"Saat itu, saya hanya bisa diam mengikuti perintah karena sebelumnya sudah dijewer, lumayan sakit dan memalukan di depan umum," kata Wita.
Ketua AJI Yogyakarta Hendrawan Setiawan mengatakan atas kejadian itu, AJI Yogyakarta menyatakan sikap.
Pertama, kerja jurnalis tidak boleh ada penyensoran dan intimidasi dari siapapun. Sikap yang dilakukan pelaku telah melanggar melanggar ketentuan UU No. 40 tahun 1999 tentang Pers pada Pasal 4 ayat 1, 2 dan 3. Bahwa kemerdekaan pers dijamin sebagai hak asasi warga negara. Terhadap pers nasional tidak dikenakan penyensoran, pembredelan atau pelarangan penyiaran. Untuk menjamin kemerdekaan pers, pers nasional mempunyai hak mencari, memperoleh, dan menyebarluaskan gagasan dan informasi.

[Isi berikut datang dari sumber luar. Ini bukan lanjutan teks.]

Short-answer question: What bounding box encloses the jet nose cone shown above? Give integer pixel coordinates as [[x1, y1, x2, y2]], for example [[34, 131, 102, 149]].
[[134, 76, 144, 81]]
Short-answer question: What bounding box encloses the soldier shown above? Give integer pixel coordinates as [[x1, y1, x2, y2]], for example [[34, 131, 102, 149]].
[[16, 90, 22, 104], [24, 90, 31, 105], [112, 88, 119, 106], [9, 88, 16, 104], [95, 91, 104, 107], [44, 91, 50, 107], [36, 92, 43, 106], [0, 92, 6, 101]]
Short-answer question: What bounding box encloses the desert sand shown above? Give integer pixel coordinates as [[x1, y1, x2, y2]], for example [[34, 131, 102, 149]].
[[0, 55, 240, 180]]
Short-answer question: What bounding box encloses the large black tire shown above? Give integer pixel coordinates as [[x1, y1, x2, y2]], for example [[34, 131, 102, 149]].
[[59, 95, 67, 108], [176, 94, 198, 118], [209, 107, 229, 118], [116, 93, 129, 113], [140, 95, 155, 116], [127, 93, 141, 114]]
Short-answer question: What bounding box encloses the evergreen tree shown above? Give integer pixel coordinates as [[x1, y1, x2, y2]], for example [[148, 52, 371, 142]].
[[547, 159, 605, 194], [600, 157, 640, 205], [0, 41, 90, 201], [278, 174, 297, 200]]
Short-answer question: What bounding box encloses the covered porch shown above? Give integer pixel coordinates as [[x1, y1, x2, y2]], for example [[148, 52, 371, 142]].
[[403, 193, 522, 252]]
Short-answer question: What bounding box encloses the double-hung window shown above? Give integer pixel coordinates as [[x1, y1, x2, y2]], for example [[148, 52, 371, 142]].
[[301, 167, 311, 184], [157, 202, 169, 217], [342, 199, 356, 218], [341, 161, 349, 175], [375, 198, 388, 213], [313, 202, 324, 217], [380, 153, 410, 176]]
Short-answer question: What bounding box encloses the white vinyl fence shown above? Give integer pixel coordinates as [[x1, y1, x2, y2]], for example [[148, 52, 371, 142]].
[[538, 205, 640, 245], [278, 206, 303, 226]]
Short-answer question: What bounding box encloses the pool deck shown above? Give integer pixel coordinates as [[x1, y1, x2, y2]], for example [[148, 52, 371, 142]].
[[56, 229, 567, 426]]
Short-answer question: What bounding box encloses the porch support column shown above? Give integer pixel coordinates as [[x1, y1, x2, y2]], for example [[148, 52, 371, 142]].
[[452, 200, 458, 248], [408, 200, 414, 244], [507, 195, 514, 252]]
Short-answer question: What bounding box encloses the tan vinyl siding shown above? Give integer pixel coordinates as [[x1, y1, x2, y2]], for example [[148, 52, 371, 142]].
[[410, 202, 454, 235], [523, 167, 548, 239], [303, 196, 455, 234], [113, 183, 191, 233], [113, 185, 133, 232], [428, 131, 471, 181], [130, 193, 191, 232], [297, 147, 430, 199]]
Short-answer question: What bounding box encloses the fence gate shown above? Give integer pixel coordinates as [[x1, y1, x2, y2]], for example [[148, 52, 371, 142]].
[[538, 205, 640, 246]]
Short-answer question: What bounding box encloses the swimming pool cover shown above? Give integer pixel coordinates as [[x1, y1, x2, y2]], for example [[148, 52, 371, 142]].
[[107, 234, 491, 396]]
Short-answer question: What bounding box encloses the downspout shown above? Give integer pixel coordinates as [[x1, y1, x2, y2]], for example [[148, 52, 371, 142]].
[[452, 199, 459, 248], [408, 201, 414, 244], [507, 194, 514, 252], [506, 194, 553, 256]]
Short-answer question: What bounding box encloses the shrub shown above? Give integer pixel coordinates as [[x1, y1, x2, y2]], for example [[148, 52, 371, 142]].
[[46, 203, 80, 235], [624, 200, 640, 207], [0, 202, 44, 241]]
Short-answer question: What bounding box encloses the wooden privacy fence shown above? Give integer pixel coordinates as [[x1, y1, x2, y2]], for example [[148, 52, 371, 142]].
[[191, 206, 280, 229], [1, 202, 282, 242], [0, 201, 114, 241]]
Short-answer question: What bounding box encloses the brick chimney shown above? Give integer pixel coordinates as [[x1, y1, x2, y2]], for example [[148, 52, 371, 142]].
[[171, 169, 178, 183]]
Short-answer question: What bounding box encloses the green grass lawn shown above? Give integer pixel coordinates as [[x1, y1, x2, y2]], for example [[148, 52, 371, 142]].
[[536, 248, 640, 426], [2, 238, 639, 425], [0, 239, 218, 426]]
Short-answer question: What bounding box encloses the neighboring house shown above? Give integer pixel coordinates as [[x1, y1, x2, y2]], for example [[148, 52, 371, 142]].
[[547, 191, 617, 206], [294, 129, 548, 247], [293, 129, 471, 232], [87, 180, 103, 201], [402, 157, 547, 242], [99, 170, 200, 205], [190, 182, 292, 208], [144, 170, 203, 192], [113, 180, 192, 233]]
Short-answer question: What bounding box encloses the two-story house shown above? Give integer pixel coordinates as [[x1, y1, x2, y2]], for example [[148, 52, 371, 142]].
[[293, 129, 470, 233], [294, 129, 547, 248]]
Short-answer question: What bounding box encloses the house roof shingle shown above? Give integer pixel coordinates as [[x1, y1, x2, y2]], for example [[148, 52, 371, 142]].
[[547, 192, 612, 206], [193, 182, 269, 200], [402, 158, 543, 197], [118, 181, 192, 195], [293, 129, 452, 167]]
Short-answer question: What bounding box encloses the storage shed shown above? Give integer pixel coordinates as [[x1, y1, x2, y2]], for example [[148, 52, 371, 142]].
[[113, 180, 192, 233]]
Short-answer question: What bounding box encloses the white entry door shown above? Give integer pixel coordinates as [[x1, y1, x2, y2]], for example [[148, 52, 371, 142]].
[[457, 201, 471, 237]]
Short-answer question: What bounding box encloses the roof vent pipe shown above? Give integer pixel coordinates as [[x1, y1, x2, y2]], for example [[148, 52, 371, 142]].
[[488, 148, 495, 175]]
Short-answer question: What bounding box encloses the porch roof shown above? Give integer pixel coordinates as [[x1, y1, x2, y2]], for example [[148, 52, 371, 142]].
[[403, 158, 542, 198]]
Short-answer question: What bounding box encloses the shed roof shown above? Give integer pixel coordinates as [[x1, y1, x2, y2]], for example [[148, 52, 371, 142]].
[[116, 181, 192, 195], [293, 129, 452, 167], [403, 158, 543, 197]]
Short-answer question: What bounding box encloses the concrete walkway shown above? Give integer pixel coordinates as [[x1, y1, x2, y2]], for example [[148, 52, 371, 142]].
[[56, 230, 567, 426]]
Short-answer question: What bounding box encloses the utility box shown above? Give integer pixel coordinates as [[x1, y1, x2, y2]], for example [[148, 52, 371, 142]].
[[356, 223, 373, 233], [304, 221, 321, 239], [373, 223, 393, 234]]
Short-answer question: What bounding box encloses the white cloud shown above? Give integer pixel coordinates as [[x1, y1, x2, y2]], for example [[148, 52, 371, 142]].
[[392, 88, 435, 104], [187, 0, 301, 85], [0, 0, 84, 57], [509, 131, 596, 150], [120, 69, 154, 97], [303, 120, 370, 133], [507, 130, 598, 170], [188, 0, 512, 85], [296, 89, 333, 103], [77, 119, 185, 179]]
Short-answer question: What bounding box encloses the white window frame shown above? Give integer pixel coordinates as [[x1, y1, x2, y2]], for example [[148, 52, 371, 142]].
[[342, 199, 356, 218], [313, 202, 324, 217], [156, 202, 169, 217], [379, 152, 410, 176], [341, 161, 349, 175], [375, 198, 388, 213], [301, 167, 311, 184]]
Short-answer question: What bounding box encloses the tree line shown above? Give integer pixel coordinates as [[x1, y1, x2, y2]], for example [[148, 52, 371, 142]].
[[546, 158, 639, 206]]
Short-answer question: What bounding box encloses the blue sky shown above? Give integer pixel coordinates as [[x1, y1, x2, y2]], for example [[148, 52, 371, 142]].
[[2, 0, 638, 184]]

Kedua, kata Hendrawan, dalam ketentuan pidana UU Pers Pasal 18 disebutkan setiap orang yang secara melawan hukum dengan sengaja melakukan tindakan yang berakibat menghambat atau menghalangi pelaksanaan ketentuan Pasal 4 ayat (2) dan ayat (3) dipidana dengan penjara paling lama dua tahun atau denda paling banyak Rp500 juta.
"AJI menilai perbuatan pelaku adalah salah satu bentuk ancaman terhadap kebebasan pers," kata Hendrawan.
Ketiga, pelecehan yang dilakukan adalah pelecehan terhadap profesi dan pribadi korban. Sebagai pekerja perempuan maka pelaku telah melanggar haknya yakni bebas dari teror, bebas intimidasi, mendapatkan perlindungan dan keamanan.
Keempat, AJI Yogyakarta meminta Biro Pers Istana meminta maaf. Dan kelima, AJI juga meminta Presiden Jokowi menempatkan orang yang memahami UU Pers di Biro Pers Istana.
"Kami mengimbau agar semua pihak termasuk para pejabat untuk memahami UU Pers agar tidak ada pemberangusan terhadap pers seperti zaman orde baru," kata Hendrawan.